Joe Schindler, vice president of finance, policy and analytics at the Minnesota Hospital Association, added that it would be "disastrous" for hospitals that have depended on money from programs like the Medicare Dependent Hospital Program, which helps smaller hospitals that are heavily dependent on Medicare patients and is set to expire on Sept. 30, to lose this funding. 

"This is the worst time probably to pull the rug out on programs that have helped support rural access for many of those hospitals that need those supports," he said.

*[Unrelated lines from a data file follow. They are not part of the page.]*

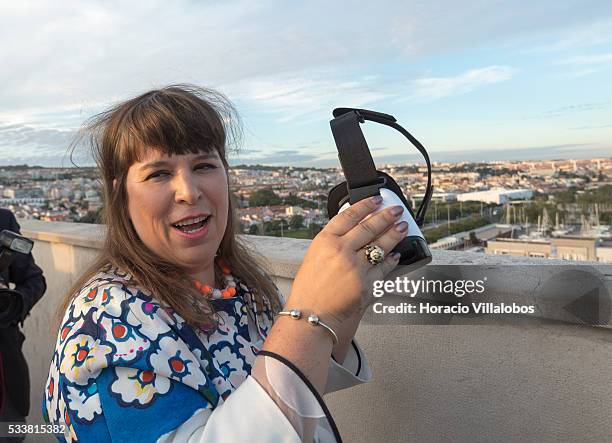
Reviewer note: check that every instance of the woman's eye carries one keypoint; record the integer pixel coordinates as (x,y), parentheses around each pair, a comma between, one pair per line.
(157,174)
(205,166)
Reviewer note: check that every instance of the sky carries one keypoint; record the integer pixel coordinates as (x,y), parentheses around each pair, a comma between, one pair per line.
(484,80)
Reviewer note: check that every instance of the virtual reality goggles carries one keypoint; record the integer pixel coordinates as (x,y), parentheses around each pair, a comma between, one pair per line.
(363,180)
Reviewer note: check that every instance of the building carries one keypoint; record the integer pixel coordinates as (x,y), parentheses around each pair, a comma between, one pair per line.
(497,196)
(566,248)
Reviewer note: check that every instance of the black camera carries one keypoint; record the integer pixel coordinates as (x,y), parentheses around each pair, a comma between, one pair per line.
(11,301)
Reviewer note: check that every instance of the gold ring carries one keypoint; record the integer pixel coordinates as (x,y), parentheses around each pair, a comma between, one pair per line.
(375,254)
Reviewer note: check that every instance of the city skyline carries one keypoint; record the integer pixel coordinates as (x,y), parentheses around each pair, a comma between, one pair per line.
(489,81)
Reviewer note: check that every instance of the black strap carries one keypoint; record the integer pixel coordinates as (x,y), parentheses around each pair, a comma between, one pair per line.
(354,154)
(312,389)
(356,159)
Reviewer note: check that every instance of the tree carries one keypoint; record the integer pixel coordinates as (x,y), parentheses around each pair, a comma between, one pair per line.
(296,222)
(264,197)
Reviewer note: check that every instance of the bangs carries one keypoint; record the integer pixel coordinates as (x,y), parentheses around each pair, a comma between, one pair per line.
(175,124)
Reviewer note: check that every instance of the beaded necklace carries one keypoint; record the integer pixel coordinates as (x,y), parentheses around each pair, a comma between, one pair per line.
(215,293)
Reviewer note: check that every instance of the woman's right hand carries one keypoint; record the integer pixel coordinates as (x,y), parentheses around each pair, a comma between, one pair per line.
(335,279)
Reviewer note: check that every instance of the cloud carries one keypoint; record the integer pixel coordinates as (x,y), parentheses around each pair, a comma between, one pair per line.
(279,157)
(433,88)
(591,59)
(283,61)
(592,127)
(571,109)
(294,96)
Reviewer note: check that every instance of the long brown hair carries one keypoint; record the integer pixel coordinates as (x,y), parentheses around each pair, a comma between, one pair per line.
(177,119)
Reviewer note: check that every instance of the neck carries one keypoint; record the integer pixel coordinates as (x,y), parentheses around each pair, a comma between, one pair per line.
(205,276)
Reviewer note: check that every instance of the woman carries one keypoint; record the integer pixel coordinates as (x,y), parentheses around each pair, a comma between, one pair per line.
(176,333)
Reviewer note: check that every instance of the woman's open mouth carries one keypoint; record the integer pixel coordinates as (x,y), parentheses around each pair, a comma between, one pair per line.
(194,227)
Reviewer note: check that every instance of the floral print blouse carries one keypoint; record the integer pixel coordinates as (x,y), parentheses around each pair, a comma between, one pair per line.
(127,369)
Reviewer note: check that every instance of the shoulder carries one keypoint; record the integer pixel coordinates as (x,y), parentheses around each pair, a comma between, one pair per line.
(7,219)
(110,321)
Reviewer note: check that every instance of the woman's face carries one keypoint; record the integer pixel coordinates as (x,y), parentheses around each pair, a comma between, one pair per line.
(178,205)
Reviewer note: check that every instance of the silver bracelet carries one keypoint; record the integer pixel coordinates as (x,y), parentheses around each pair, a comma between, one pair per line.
(313,319)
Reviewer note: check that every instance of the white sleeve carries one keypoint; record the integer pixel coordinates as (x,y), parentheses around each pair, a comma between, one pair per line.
(275,404)
(353,371)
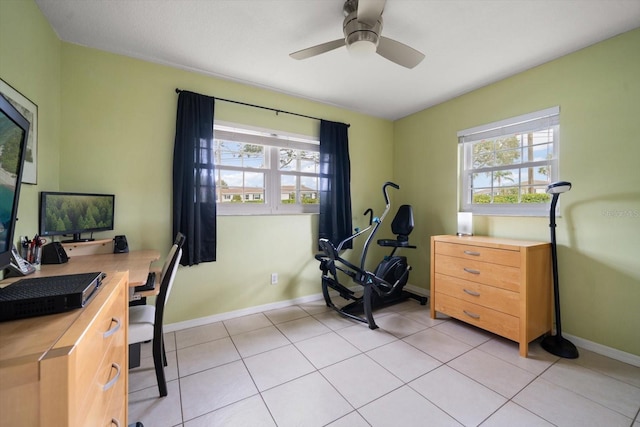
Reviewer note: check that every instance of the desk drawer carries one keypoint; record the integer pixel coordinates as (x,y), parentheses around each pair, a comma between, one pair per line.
(109,382)
(479,253)
(491,297)
(108,328)
(482,317)
(482,272)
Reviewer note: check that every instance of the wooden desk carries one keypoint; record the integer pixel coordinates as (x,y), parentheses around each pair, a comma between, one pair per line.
(54,369)
(136,262)
(68,369)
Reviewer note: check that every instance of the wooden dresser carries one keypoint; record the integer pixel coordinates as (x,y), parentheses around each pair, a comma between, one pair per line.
(68,369)
(503,286)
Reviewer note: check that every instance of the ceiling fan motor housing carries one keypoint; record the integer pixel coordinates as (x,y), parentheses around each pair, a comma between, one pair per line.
(356,31)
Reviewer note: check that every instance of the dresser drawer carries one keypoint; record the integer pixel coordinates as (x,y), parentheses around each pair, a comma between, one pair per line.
(482,272)
(480,253)
(477,315)
(487,296)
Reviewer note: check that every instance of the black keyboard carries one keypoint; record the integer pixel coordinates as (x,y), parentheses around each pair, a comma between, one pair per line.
(47,295)
(149,286)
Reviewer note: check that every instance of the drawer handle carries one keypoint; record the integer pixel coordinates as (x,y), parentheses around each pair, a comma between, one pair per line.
(114,329)
(475,316)
(472,293)
(113,380)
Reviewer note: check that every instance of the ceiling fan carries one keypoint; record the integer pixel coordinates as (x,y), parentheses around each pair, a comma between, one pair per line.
(362,27)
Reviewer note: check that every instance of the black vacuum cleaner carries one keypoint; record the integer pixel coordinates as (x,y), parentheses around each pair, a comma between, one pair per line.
(556,344)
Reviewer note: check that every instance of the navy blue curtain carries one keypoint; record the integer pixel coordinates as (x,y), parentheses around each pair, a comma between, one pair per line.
(335,183)
(194,198)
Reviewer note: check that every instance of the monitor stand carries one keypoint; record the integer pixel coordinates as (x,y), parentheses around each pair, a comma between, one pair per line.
(77,238)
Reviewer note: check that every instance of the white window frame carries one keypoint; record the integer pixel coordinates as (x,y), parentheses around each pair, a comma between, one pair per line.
(272,140)
(536,121)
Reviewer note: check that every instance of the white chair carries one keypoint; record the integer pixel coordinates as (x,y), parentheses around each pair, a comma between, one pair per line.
(145,321)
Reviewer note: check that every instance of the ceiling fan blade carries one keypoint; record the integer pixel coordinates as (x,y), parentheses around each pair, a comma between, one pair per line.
(369,11)
(317,50)
(399,53)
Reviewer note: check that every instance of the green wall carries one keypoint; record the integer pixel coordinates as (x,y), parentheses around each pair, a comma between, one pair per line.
(106,123)
(598,91)
(30,63)
(117,136)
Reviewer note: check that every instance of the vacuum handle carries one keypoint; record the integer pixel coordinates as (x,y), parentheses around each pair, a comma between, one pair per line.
(370,212)
(384,190)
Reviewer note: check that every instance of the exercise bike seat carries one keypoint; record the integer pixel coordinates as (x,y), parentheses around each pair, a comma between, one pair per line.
(401,226)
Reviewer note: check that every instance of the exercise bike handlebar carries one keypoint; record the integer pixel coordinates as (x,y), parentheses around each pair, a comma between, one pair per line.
(374,222)
(384,190)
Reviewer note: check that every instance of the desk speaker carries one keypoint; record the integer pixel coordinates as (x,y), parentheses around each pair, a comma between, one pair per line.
(54,253)
(120,245)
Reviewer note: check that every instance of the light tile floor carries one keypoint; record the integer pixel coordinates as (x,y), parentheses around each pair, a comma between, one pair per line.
(307,366)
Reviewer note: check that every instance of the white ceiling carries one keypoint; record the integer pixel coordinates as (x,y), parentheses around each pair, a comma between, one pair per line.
(468,43)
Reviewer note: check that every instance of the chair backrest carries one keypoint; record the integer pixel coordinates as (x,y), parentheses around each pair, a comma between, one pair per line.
(167,283)
(177,244)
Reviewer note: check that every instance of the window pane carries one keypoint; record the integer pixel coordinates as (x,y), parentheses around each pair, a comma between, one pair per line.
(483,154)
(288,186)
(288,159)
(534,194)
(309,190)
(309,161)
(503,178)
(228,153)
(240,187)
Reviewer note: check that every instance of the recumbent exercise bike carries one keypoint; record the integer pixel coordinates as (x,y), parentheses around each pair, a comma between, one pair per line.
(380,288)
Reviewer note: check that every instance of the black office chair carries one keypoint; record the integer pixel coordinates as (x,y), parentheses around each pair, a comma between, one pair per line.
(145,321)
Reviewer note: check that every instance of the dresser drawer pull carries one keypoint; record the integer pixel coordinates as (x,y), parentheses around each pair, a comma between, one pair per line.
(475,316)
(113,330)
(113,380)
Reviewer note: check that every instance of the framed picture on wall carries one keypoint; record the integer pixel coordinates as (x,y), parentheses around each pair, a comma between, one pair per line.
(30,112)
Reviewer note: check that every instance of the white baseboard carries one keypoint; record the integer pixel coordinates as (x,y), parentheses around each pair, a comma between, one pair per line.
(172,327)
(603,350)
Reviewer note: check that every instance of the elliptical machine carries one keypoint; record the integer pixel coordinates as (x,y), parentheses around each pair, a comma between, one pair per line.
(380,288)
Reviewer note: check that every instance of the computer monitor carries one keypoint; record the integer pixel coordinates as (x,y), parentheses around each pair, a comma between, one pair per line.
(72,214)
(14,130)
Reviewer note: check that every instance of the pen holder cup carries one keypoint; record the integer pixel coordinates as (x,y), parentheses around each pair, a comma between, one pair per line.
(37,257)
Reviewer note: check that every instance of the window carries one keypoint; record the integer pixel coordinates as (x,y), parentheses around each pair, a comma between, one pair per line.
(265,172)
(506,166)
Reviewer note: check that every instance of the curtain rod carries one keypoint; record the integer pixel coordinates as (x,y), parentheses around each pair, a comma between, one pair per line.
(264,108)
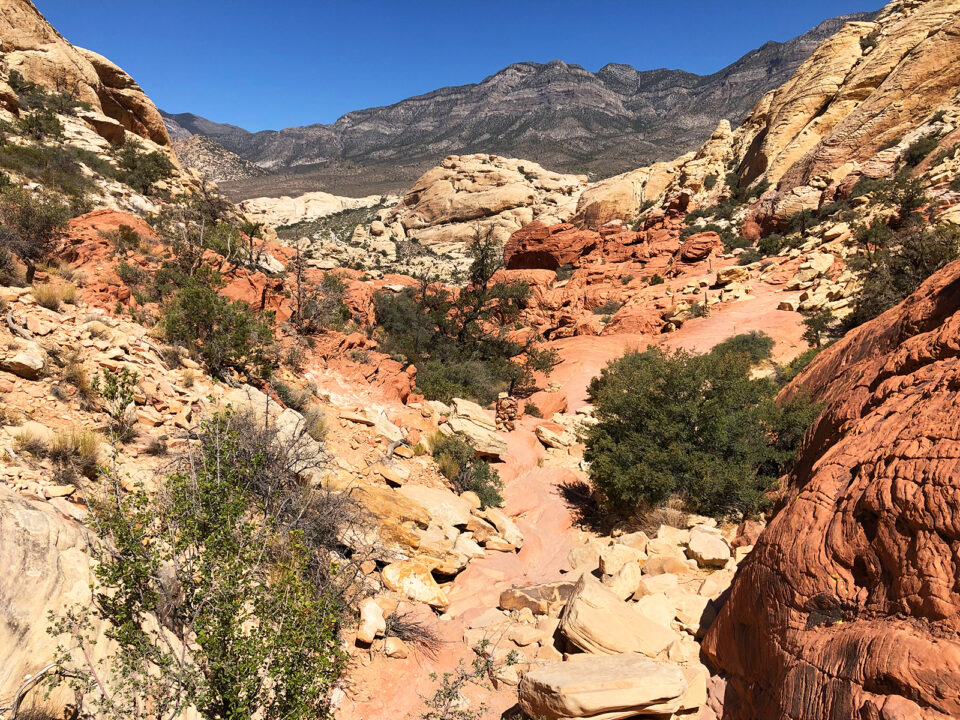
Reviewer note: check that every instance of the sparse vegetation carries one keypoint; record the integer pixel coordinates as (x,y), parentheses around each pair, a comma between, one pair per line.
(461,342)
(30,226)
(231,557)
(53,295)
(222,333)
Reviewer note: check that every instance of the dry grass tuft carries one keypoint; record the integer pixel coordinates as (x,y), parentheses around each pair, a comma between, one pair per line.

When rural hospitals close, it creates obstacles to health-care services, the report notes. A U.S. Government Accountability Office report in 2020 said one-way travel time to health-care services increased approximately 20 miles from 2012 to 2018 in communities with rural hospital closures. Travel times for less common services increased even more. 

Recommendations: The report offers several short-term proposals to help shore up rural health systems, largely measures to stabilize payment models and extending Medicare sequestration requirements until two years after the federal public health emergency for Covid-19 ends.

The report also offers what it calls "evidence-based, viable solutions to the health care crisis in rural America" that seek to "stabilize rural health-care systems, strengthen the newly created Rural Emergency Hospital model, ensure an adequate workforce, and broaden access to virtual care in rural America."